Fue el caso de “G: la novela de Gaudí” (Planeta, 2015), de Daniel Sánchez Pardos, donde aparecía un Gaudí de segundo año en la Escuela de Arquitectura de la Lonja, con un carácter e intereses enigmáticos y en torno al cual sucedía un asesinato. Ese halo de misterio se extendía a otra novela, “La clave Gaudí” (Debolsillo, 2016), de Esteban Martín y Andreu Carranza, con la Barcelona de inicios del siglo XX hasta la actualidad, cuando una pareja, a partir del hallazgo de cierta reliquia, intentaba desvelar los enigmas que escondían los edificios más emblemáticos del arquitecto catalán. Y ahora llega este estupendo “Yo, Gaudí” –el título es demasiado simple pero efectivo y coherente–, del musicólogo Xavier Güell, que ofreció “La música de la memoria” hace un par de años, donde se confesaban, por así decirlo, en primera persona Beethoven, Schubert, Schumann, Brahms, Liszt, Wagner y Mahler.
La curva humana
Aquel enfoque narrativo, haciendo de cada músico un personaje novelístico pero apoyándose en el rigor de los hechos, fue un acierto total, y lo mismo podemos decir de este libro, que repite fórmula literaria para intentar dar respuestas a diversas preguntas: quién fue en realidad Gaudí, un hombre católico hasta la médula que no tuvo dicha en el amor; si fue masón o no; o cuáles fueron la naturaleza de las relaciones que mantuvo con otros grandes intelectuales de su tiempo, como Maragall o Unamuno.

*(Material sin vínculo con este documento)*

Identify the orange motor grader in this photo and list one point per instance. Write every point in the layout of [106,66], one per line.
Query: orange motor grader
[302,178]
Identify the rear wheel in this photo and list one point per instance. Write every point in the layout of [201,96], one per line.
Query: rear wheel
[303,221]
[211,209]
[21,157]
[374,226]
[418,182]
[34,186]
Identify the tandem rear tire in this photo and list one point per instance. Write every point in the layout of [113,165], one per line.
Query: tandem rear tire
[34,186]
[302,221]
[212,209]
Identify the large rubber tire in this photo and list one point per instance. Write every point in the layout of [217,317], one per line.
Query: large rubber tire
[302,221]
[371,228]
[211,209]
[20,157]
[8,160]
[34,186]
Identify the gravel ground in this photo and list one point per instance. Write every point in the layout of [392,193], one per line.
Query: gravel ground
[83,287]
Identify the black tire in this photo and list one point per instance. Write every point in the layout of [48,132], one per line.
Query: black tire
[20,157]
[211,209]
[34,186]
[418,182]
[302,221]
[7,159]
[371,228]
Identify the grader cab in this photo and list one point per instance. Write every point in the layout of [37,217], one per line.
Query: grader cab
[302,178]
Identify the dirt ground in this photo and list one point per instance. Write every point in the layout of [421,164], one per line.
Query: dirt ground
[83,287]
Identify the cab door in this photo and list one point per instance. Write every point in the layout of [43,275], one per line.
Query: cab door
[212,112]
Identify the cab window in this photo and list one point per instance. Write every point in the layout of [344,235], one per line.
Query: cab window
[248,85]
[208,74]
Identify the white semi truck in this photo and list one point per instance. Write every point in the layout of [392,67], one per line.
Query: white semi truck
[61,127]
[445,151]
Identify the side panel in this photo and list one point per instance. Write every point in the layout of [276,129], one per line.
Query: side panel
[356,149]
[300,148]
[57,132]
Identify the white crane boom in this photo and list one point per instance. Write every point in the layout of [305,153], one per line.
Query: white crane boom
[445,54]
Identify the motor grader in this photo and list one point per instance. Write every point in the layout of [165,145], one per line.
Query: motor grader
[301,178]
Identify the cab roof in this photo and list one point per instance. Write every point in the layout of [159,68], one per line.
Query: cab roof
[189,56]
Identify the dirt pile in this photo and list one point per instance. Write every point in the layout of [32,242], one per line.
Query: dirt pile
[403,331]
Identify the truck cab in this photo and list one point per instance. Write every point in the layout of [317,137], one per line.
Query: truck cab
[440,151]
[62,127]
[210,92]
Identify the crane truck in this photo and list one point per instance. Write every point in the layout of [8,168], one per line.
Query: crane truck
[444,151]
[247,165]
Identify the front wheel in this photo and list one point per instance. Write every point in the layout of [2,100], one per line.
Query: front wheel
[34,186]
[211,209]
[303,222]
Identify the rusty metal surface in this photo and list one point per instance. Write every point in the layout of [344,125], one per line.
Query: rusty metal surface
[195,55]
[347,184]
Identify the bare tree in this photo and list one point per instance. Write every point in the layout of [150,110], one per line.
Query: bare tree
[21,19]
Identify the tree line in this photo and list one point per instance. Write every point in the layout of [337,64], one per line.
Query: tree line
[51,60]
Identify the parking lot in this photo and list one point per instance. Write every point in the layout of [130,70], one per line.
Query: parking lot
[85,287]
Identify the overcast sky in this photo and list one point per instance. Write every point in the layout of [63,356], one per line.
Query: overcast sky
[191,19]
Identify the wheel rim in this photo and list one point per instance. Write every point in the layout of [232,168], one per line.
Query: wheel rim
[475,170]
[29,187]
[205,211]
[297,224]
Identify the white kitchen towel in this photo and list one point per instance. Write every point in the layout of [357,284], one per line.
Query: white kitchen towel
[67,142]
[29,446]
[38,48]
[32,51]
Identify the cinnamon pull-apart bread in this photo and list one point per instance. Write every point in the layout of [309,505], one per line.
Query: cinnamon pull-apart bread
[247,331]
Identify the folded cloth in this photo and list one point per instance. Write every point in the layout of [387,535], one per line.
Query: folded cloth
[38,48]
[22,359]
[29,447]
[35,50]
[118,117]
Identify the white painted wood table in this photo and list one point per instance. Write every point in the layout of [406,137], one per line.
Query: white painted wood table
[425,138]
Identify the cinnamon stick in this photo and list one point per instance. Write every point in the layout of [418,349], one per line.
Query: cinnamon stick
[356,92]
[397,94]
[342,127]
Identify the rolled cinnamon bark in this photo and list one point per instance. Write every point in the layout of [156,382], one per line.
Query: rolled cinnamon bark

El autor, tataranieto del hombre que financió a Gaudí en sus proyectos más importantes, coloca a un Gaudí epistolar, mediante veintiuna cartas –el número no es baladí, pues el arquitecto daba mucha importancia a la simbología numérica– que ha escrito la historia de su vida pensando en un amigo, aunque tales documentos son descubiertos por su albacea, el doctor Santaló, justo después de que Gaudí muera atropellado por un tranvía. Ocurre el fatal accidente en la Gran Vía barcelonesa, entre las calles Bailén y Girona, y el conductor, “al pensar que se trata de un vagabundo ebrio, sigue su trayecto sin detenerse”.
Güell domina por completo el material con el que ha trabajado. No en vano, en los años 1997 y 2002 publicó una biografía y una guía ilustrada para conocer a totalidad de su obra (en Cataluña, Castilla, Cantabria y Baleares), explicando tanto la parte arquitectónica general (plantas, secciones y alzados) como específica (detalles como herrajes, mobiliario y mosaicos). Y es que, como comprobamos en “Yo, Gaudí”, lo menor o complementario no lo fue nunca en su creatividad: “Mi obra está sostenida por la escultura como parte indisociable de la propia construcción. La escultura nunca debe ser ornamental, sino la consecuencia necesaria que brota de la propia obra arquitectónica. Es la sangre que corre por sus venas. Como buena parte de los constructores del pasado, me considero arquitecto y escultor. Es más, no concibo una cosa sin la otra”, dice en la carta tercera.
Ello lo conecta con esos autores renacentistas que surgían en “Vidas construidas”. El que hizo construir el Parque Güell, la Sagrada Familia o la Pedrera rememora su existencia: su infancia infeliz, el colegio en que fue mal estudiante… y el descubrimiento crucial, que aprendió viendo a su padre calderero: la curva, que “es propia de la limitación y por tanto es humana, mientras que la recta es la encarnación de lo infinito, que solo corresponde a Dios”.